Eve: Ja, hij was een Belg..

Annemie: Ja dus ineens, was jij verantwoordelijk voor hem?

Eve: Ja, maar dat wist ik toen nog niet. Na een maand mocht hij naar huis en in zo'n situatie, bij een coma, mogen de patiënten niet teveel prikkels krijgen. En de dokters merkten al snel, als ik daar bij was en ik praatte tegen hem, werd de druk zachter. Dus ik voelde dat hij mij nodig had op dat moment.

Annemie: Dus dat verhaal gaat eigenlijk met jou aan de haal, en jij brengt hem mee terug naar Vlaanderen? En dan?

Eve: En dan is hij aan een zware revalidatie begonnen. Eerst intern in een revalidatiecentrum. Dan op een gegeven moment mocht hij op weekend gaan en zeiden ze van ja, neem hem maar mee.

En dan mocht hij ambulant worden en is hij bij mij meegegaan. Terwijl ik student was en letterlijk op kot zat.

Annemie: Maar dus, begrijp ik dat nu goe dat jij zegt dat jij eigenlijk bijna zorgverstrekker werd? Zonder het zelf te beseffen nam jij die man onder je hoede?

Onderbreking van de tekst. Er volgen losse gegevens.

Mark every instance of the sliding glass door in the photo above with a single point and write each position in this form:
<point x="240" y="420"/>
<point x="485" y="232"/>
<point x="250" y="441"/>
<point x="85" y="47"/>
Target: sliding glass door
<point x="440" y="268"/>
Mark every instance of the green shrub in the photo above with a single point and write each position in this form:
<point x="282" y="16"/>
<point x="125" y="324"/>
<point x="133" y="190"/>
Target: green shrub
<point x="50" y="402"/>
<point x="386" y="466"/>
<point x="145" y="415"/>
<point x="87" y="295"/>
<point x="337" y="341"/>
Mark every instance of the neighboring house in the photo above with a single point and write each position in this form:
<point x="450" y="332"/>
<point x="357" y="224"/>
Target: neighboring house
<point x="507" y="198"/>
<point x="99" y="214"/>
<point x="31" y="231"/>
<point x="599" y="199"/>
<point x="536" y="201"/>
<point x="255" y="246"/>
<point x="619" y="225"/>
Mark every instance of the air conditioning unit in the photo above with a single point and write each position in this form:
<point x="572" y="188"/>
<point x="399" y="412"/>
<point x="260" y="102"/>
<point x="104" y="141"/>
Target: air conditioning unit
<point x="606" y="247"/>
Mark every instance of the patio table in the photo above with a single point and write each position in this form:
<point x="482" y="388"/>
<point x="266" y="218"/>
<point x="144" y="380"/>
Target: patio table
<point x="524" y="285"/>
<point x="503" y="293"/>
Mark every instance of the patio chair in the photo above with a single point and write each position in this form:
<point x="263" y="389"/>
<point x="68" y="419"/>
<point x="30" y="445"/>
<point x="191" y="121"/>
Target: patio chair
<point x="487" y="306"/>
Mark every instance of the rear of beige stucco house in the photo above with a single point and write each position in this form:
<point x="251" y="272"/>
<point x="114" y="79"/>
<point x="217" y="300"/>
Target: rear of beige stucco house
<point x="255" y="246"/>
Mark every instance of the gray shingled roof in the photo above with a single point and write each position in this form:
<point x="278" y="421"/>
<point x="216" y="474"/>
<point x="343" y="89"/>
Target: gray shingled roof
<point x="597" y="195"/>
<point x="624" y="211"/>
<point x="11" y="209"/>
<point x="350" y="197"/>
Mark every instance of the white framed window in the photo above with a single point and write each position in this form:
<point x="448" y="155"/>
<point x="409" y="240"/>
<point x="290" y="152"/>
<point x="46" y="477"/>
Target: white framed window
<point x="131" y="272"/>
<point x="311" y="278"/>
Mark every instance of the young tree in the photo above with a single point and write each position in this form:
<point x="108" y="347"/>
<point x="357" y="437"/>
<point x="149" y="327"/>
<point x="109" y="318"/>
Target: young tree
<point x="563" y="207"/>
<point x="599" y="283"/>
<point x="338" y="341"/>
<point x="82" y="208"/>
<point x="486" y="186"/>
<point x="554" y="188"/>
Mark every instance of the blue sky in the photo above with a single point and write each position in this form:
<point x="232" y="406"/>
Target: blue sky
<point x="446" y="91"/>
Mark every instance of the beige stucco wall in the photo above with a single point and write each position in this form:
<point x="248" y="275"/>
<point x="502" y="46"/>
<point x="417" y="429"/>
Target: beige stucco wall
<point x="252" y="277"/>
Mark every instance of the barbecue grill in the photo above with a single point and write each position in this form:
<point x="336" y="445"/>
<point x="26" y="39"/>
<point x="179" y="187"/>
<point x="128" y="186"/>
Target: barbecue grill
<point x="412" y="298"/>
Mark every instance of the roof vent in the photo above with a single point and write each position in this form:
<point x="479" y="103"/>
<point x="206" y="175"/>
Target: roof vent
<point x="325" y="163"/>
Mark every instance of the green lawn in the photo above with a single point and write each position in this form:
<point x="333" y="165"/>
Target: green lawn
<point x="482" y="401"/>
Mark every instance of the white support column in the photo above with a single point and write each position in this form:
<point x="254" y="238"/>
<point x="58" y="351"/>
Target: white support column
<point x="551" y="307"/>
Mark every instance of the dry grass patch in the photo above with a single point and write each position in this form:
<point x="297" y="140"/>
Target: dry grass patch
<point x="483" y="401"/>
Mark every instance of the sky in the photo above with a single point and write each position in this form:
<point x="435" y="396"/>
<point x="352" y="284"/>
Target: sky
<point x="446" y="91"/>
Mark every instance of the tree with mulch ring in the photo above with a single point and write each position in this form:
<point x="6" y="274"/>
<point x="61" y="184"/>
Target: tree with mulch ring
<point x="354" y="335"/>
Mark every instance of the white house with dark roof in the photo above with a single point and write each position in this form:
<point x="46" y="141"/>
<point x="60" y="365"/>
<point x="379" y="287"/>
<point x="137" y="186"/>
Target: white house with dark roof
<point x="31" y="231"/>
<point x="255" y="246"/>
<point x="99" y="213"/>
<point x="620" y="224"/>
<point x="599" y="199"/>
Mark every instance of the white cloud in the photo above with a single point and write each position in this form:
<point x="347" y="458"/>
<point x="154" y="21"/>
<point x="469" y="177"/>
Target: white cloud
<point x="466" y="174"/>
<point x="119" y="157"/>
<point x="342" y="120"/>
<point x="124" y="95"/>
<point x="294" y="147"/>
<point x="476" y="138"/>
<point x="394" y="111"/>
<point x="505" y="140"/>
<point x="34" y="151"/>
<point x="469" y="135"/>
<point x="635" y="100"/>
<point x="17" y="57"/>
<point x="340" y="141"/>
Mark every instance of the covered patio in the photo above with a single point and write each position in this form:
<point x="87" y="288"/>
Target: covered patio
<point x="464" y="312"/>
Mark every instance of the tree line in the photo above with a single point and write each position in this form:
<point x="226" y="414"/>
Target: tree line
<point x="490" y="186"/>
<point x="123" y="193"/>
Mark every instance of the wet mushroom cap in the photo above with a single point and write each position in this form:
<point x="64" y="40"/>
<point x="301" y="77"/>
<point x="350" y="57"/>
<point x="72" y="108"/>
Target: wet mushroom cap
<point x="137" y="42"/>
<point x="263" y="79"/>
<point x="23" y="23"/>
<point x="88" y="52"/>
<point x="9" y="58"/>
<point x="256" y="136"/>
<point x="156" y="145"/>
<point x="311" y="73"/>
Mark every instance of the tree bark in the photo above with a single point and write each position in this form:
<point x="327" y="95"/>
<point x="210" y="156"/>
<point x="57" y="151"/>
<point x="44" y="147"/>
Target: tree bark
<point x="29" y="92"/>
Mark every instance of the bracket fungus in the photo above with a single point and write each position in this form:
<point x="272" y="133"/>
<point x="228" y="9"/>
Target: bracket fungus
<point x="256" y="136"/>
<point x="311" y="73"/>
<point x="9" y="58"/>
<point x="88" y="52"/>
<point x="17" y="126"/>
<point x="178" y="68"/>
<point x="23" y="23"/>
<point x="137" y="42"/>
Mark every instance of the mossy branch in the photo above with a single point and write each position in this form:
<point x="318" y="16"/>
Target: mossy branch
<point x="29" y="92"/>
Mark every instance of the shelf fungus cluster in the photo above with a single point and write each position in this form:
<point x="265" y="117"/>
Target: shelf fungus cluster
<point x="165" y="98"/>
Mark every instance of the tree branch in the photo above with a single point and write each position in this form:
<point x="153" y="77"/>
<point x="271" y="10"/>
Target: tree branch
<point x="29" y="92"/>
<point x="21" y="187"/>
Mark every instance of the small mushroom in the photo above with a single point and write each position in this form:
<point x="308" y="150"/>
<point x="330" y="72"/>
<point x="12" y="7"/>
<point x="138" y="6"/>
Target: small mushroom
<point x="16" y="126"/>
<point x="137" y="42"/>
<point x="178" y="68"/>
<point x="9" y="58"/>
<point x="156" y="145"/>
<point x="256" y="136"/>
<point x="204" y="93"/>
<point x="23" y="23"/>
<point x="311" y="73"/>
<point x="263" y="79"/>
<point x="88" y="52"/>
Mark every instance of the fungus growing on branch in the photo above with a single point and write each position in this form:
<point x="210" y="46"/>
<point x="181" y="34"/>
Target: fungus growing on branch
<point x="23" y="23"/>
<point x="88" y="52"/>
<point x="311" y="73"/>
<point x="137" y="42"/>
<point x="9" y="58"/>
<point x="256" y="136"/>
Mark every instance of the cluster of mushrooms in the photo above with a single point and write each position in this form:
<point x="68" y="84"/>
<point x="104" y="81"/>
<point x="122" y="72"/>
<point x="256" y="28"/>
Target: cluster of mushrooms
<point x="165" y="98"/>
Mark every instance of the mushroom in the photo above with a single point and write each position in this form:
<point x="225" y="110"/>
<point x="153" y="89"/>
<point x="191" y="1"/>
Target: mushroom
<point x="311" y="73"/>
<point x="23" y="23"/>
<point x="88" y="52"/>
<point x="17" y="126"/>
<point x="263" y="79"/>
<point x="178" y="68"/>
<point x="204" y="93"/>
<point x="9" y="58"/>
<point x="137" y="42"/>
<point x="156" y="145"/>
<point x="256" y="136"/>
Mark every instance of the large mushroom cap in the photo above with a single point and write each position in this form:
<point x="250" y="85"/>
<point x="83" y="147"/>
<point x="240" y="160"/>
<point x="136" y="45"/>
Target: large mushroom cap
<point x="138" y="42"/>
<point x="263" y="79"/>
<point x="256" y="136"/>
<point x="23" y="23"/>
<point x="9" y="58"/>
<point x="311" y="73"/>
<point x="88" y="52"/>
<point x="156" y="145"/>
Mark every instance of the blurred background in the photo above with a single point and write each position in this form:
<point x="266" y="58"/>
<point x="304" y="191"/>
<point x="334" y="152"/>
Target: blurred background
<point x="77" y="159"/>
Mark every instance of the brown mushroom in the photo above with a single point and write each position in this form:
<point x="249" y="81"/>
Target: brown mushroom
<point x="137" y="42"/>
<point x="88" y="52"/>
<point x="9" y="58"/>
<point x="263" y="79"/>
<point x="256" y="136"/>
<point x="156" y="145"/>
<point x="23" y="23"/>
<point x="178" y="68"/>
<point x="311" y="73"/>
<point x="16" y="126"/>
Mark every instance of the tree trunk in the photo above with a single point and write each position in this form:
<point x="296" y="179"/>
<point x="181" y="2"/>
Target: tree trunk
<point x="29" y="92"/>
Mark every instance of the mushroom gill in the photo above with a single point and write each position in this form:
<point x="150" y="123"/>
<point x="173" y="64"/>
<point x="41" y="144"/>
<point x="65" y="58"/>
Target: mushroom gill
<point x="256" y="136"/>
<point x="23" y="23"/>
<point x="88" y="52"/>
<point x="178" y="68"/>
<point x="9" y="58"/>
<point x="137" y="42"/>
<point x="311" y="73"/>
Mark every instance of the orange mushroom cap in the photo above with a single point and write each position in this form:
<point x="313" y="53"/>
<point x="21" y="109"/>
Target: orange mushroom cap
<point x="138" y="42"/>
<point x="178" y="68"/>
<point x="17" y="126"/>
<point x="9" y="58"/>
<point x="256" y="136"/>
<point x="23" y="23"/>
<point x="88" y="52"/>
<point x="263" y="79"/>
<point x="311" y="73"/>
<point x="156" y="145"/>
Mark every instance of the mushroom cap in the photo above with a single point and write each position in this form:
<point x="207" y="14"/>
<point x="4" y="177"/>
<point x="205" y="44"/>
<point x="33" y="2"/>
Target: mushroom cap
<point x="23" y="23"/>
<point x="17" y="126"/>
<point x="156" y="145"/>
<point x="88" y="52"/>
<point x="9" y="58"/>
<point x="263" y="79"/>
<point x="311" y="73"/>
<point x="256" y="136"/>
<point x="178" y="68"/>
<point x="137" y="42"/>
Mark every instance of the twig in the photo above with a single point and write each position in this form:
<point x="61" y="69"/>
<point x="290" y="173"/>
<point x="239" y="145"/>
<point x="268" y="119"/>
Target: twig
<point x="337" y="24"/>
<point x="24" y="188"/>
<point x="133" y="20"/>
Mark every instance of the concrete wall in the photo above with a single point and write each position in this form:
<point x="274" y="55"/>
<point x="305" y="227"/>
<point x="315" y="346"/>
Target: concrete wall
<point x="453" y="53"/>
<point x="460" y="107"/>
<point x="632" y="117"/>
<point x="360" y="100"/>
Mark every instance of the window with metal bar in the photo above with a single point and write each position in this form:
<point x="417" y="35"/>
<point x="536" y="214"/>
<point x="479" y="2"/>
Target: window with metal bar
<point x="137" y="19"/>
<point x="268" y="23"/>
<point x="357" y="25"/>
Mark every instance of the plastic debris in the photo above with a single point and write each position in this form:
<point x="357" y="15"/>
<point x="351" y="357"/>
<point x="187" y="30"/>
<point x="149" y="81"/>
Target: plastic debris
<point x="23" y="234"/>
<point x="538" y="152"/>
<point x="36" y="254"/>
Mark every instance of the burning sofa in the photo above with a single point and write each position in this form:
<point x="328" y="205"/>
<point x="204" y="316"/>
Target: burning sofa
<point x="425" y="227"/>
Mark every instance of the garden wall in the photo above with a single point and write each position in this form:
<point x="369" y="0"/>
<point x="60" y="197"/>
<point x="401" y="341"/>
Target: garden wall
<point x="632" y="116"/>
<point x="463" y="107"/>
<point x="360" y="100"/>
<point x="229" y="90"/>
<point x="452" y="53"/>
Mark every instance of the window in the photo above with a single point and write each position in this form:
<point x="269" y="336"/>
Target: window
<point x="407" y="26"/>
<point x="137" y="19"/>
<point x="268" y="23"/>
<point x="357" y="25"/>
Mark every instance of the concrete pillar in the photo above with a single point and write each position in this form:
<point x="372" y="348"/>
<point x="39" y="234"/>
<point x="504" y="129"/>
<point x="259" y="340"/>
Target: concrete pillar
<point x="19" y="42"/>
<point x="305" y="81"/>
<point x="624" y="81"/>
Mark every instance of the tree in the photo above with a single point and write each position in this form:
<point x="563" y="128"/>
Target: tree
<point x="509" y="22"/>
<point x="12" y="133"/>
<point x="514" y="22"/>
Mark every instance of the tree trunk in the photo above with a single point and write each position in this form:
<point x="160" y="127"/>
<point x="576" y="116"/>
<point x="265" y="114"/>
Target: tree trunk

Eve: Ik ben daar in gerold. Ik was een prille twintiger, dus ik wist niet wat er gebeurde. Op zo'n moment wist ik niet waar ik aan begon, dus ik wist ook niet wat er een maand of een jaar later te gebeuren stond. En de instanties die gingen daar ook wel in mee. Er is niemand die op dat moment een halfuur of zelfs maar een uurtje opzij is gaan zitten om even met mij dit door te praten. Van "begrijp jij wat de verantwoordelijkheid is, wat er gebeurt, en welke instanties er zijn waarop je beroep kan doen?". Ik ging er van uit, we zijn hier in België, dat zal wel allemaal in orde komen.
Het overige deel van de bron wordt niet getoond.